Tuesday, September 17, 2013

iWeb File Extract and XML Iterators

Once upon a time, Apple offered iBlog. Then they switched to iWeb. Then they abandoned that market entirely.

That leaves some of us with content in iBlog as well as iWeb. Content we'd like to work with without doing extensive cutting and pasting. Or downloading from a web server. After all, the files are on our computer.

The iWeb files are essentially XML, making them relatively easy to work with. We can reduce the huge, and hugely complex iWeb XML to a simple iterator and use a simple for statement to extract the content.

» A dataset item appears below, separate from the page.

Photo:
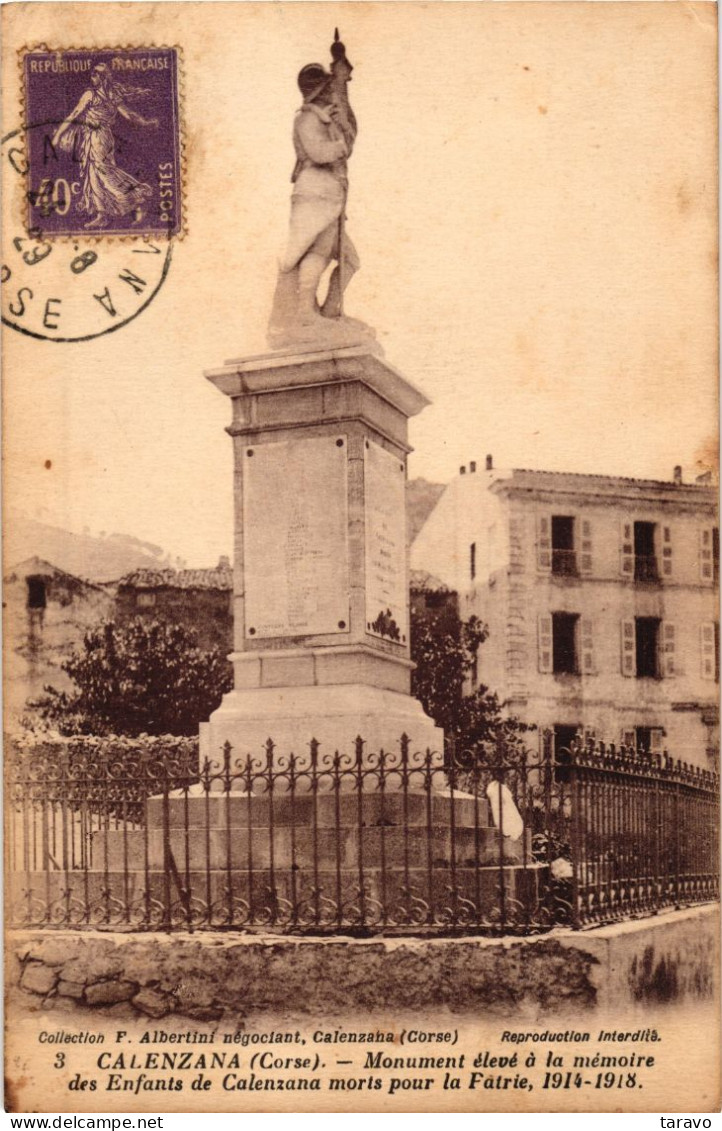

[Historical note. I wrote a Python script to convert iBlog to RST. It worked reasonably well, all things considered. This is not the first time I've tried to preserve old content from obsolete tools. Sigh.]

Some tools (like SandVox) have a "extract iWeb content" mode. But that's not what we want. We don't want to convert from iWeb to another blog. We want to convert from iWeb to CVS or some other more useful format so we can do some interesting processing, not simple web presentation.

This is a note on how to read iWeb files to get at the content. And further, how to get at XML content in the form of a simple iterator.

Opening The Package

Here's how to overview the package.

    path_full= os.path.expanduser(path+".sites2")
    for filename in os.listdir(path_full):
        name, ext = os.path.splitext( filename )
        if ext.lower() in ( ".jpg", ".png", ".mov", ".m4v", ".tiff", ".gif", ".m4a", ".mpg", ".pdf" ): continue
        print( filename )

This will reveal the files; we only really care about the "index.xml.gz" file since that has the bulk of the content.

    with closing( gzip.GzipFile( os.path.join(path_full,"index.xml.gz") ) ) as index:
        index_doc= xml.parse( index )
        index_root= index_doc.getroot()

This gets us the XML version of the blog.

Finding the Pages

We can use the following to thread through the XML. We're looking for a particular "Domain", a "Site" and a particular blog page within that site. The rest of the blog is mostly text. This portion of the blog is more structured.

For some reason, the domain is "Untitled". The site is "Cruising", and the blog page is "Travel 2012-2013". We insert these target names into XPath search strings to locate the relevant content.

search= '{{http://developer.apple.com/namespaces/bl}}domain[@{{http://developer.apple.com/namespaces/sf}}name="{0}"]'.format(domain_name)
domain= index_root.find( search )
mdu_uuid_tag= domain.find('{http://developer.apple.com/namespaces/bl}metadata/{http://developer.apple.com/namespaces/bl}MDUUID')
mdu_uuid_value= mdu_uuid_tag.find('{http://developer.apple.com/namespaces/bl}string').get('{http://developer.apple.com/namespaces/sfa}string')
domain_filename= "domain-{0}".format( mdu_uuid_value )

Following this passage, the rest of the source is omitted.